AbstractsBiology & Animal Science

Inducible Protein Dimerization: New Tools And Applications To Understanding The Mitotic Checkpoint

by Edward Raymond Ballister




Institution: University of Pennsylvania
Department:
Year: 2014
Keywords: Chemical Biology; Chemical Dimerization; Mad1; Mitotic Checkpoint; Rapamycin; Spindle Assembly Checkpoint; Biology; Chemistry; Molecular Biology
Record ID: 2025431
Full text PDF: http://repository.upenn.edu/edissertations/1015


http://repository.upenn.edu/cgi/viewcontent.cgi?article=2139&context=edissertations


Abstract

Cellular processes such as growth, migration, signaling and cell division require choreographed interactions between dozens or hundreds of proteins carefully organized in time and space. In order to test hypotheses about complex cellular functions, it is desirable to experimentally perturb the interactions of individual proteins that perform these functions with a level of spatial and temporal control commensurate with the time and space scales over which the system is naturally organized.
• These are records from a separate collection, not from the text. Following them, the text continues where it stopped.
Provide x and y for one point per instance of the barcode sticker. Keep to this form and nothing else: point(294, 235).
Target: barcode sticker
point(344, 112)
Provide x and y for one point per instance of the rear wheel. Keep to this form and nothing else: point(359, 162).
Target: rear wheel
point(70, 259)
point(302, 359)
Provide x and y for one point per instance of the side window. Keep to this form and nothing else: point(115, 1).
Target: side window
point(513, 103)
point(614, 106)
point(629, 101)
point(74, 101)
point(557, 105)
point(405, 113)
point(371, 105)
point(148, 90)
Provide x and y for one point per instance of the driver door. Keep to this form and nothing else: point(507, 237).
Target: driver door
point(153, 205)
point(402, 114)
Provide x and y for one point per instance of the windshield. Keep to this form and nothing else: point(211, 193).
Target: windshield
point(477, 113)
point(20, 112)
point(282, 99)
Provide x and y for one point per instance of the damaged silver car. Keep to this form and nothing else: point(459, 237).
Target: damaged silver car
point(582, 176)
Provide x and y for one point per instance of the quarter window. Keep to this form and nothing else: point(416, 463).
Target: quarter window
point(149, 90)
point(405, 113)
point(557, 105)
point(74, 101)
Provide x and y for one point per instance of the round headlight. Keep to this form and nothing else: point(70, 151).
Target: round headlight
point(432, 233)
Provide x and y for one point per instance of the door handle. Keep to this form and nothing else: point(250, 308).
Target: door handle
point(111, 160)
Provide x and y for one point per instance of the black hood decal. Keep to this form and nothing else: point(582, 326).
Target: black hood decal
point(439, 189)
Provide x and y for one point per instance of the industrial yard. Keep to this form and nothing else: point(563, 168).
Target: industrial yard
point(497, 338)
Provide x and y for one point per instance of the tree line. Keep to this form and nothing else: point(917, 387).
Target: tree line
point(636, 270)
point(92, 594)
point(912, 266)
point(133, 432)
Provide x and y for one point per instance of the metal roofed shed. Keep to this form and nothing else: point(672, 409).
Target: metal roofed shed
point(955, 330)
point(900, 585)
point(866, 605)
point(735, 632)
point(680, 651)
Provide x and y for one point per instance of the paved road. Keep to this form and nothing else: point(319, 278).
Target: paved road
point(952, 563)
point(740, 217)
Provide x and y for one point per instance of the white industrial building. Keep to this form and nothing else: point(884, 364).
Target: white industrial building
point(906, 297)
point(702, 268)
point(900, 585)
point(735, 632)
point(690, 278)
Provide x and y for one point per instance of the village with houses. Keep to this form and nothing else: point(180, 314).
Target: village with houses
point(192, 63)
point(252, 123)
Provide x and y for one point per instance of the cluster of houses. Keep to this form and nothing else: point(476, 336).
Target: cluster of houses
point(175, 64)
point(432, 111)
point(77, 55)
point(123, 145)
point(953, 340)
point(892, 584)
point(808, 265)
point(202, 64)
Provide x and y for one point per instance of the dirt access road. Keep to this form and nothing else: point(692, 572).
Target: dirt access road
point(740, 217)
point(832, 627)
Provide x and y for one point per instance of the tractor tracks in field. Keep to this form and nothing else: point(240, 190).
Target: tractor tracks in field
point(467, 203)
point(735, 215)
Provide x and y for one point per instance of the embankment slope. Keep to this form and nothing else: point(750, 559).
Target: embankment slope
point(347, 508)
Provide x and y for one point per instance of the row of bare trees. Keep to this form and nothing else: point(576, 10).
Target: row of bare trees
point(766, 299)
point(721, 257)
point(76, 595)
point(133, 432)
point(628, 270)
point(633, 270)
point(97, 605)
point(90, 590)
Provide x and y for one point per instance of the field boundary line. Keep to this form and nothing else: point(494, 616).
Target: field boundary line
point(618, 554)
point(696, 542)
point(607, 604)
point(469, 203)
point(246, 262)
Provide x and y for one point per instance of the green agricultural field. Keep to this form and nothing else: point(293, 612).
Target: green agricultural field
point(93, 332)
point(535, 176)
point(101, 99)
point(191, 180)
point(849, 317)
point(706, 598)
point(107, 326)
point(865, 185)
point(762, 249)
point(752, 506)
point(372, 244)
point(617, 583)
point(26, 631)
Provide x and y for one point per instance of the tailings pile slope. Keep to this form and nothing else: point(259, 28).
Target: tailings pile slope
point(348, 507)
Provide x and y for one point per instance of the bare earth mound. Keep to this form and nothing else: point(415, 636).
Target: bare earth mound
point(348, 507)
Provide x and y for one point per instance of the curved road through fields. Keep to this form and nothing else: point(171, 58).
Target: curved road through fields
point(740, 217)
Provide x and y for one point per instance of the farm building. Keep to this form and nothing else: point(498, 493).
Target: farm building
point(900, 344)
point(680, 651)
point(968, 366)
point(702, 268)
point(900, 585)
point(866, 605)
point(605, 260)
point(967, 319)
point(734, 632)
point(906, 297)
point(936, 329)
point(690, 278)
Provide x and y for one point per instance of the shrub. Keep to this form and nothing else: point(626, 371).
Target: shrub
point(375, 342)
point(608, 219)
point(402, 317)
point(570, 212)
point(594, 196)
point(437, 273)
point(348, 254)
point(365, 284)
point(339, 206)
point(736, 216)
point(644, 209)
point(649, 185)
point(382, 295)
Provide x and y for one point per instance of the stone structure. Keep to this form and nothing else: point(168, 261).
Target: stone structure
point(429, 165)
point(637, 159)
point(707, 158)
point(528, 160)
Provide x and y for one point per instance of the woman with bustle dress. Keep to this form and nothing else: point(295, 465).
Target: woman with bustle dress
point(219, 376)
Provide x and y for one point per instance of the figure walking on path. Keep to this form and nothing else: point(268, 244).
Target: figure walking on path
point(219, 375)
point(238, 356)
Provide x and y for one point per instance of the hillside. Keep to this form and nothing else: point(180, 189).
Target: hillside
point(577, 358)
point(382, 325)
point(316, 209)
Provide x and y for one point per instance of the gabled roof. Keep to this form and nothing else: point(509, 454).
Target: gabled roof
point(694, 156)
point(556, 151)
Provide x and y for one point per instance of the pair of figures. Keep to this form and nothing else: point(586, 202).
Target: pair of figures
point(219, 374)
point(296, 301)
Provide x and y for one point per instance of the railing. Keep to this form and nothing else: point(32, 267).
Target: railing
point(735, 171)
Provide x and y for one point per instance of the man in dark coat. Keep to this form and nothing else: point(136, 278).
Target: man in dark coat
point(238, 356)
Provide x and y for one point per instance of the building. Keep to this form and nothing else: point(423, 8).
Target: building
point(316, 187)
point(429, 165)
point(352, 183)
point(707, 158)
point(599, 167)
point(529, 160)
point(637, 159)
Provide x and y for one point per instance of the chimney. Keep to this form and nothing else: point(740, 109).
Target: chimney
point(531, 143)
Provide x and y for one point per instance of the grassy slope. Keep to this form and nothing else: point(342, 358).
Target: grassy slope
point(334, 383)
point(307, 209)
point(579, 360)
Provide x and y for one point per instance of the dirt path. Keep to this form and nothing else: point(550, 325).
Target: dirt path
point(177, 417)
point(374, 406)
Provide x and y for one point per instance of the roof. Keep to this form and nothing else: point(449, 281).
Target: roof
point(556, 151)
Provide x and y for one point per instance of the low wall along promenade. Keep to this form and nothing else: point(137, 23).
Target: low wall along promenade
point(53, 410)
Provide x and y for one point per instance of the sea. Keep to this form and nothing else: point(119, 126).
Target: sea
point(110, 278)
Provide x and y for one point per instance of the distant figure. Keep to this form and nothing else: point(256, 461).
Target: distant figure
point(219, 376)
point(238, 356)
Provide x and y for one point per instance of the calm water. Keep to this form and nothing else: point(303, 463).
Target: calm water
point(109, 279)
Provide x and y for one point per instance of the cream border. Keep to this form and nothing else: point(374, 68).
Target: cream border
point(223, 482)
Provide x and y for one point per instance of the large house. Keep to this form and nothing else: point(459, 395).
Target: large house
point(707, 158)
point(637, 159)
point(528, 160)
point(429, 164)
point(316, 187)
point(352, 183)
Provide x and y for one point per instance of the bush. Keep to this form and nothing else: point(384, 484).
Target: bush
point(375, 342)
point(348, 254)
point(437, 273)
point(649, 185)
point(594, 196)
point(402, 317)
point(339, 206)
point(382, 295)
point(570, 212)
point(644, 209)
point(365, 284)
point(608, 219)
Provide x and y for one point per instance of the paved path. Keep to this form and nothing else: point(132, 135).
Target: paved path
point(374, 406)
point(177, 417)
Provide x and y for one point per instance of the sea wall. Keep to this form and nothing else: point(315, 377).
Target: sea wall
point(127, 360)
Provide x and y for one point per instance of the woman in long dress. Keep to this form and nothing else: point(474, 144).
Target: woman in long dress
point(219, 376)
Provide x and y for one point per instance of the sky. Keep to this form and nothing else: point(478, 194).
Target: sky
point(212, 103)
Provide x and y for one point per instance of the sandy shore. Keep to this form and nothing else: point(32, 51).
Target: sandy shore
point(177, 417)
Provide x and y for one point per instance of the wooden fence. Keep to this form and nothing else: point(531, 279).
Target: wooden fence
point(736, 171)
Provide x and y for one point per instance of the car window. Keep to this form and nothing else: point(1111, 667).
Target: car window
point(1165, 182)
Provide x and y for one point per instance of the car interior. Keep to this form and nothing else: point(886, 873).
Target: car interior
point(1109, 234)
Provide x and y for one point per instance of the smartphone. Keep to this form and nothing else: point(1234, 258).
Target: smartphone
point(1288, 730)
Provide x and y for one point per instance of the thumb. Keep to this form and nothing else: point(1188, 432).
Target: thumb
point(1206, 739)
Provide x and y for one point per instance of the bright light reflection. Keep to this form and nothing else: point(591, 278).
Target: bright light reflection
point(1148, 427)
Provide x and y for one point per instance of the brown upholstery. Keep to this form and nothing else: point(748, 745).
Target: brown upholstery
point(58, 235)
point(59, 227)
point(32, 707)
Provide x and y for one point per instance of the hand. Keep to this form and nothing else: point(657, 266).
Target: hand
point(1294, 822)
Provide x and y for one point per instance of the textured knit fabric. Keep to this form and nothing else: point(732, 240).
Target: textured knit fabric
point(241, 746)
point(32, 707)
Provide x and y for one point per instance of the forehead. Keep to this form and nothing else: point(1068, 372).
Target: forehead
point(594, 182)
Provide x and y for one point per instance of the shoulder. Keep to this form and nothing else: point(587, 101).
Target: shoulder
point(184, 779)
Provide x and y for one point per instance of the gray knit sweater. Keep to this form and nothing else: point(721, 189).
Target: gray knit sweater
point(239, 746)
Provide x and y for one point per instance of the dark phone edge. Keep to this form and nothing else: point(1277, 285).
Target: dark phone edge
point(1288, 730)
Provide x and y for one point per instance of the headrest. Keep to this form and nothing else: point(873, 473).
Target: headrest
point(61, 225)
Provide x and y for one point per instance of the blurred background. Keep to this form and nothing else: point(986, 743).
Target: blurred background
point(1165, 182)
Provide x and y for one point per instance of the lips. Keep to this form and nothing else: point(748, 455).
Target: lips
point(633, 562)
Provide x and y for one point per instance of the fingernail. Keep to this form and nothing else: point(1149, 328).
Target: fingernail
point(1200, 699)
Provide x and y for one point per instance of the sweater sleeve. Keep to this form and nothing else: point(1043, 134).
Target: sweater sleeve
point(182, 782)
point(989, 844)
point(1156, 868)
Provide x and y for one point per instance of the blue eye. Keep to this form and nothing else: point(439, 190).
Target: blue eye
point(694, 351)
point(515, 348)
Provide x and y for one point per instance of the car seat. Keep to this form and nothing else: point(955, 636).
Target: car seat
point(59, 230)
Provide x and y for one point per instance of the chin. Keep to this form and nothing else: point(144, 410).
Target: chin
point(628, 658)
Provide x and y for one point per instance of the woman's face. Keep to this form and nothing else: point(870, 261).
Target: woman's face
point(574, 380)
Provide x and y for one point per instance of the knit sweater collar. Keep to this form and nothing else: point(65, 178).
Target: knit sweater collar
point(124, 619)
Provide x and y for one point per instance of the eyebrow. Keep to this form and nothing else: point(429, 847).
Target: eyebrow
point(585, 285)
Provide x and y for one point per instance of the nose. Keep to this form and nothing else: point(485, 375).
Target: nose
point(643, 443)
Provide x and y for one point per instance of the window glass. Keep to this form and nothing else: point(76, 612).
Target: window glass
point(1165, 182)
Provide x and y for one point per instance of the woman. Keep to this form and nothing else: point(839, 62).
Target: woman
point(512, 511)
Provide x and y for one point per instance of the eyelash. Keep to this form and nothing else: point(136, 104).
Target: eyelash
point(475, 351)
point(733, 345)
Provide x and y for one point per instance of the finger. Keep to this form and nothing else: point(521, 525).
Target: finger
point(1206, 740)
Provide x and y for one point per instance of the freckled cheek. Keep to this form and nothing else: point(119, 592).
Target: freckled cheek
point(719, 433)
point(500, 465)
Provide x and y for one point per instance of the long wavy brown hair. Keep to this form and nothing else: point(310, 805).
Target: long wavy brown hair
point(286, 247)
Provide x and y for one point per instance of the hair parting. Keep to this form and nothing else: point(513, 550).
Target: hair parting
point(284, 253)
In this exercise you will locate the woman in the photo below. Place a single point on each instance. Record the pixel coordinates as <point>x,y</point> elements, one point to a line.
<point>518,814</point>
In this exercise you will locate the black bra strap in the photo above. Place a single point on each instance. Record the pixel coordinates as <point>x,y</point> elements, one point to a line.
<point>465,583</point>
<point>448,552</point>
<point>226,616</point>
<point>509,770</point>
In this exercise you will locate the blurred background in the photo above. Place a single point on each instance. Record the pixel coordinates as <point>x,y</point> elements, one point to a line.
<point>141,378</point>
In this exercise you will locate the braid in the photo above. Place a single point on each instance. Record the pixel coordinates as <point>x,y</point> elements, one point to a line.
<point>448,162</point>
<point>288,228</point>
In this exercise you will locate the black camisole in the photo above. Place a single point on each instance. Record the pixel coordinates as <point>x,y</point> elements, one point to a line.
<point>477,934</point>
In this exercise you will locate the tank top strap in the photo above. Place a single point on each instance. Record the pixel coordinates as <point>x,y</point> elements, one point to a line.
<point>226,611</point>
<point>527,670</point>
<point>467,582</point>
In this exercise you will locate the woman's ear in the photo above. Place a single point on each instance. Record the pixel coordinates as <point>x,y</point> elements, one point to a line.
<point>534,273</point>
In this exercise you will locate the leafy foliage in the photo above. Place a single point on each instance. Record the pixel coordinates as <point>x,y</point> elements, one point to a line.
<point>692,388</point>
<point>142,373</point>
Inducible protein dimerization offers the ability to experimentally control protein-protein interactions. Inducible dimerization can be used to test the immediate effects of dimerizing two proteins, or it can be engineered to create or destroy a protein or change a protein's localization. Several different techniques for inducible dimerization using small molecules or light have been developed, each with its own strengths and weaknesses. Ultimately, only light-inducible dimerization offers the potential for both temporal and spatial experimental control. In this thesis, I describe the application of inducible dimerization to further our understanding of a complex signaling network, the Mitotic Checkpoint, which monitors chromosome segregation and is regulated by the localization of its constituent checkpoint proteins. I discovered that relocalizing a single key checkpoint protein, Mad1, to kinetochores at metaphase is sufficient to reactivate the checkpoint. I also describe the development of a novel photochemical technique which has allowed us to achieve light-induced dimerization at centromeres, a cellular compartment which has not been successfully targeted by previously reported light-inducible dimerization systems. This technology enables us to perform experimental biology on living cells with a new level of spatial and temporal control.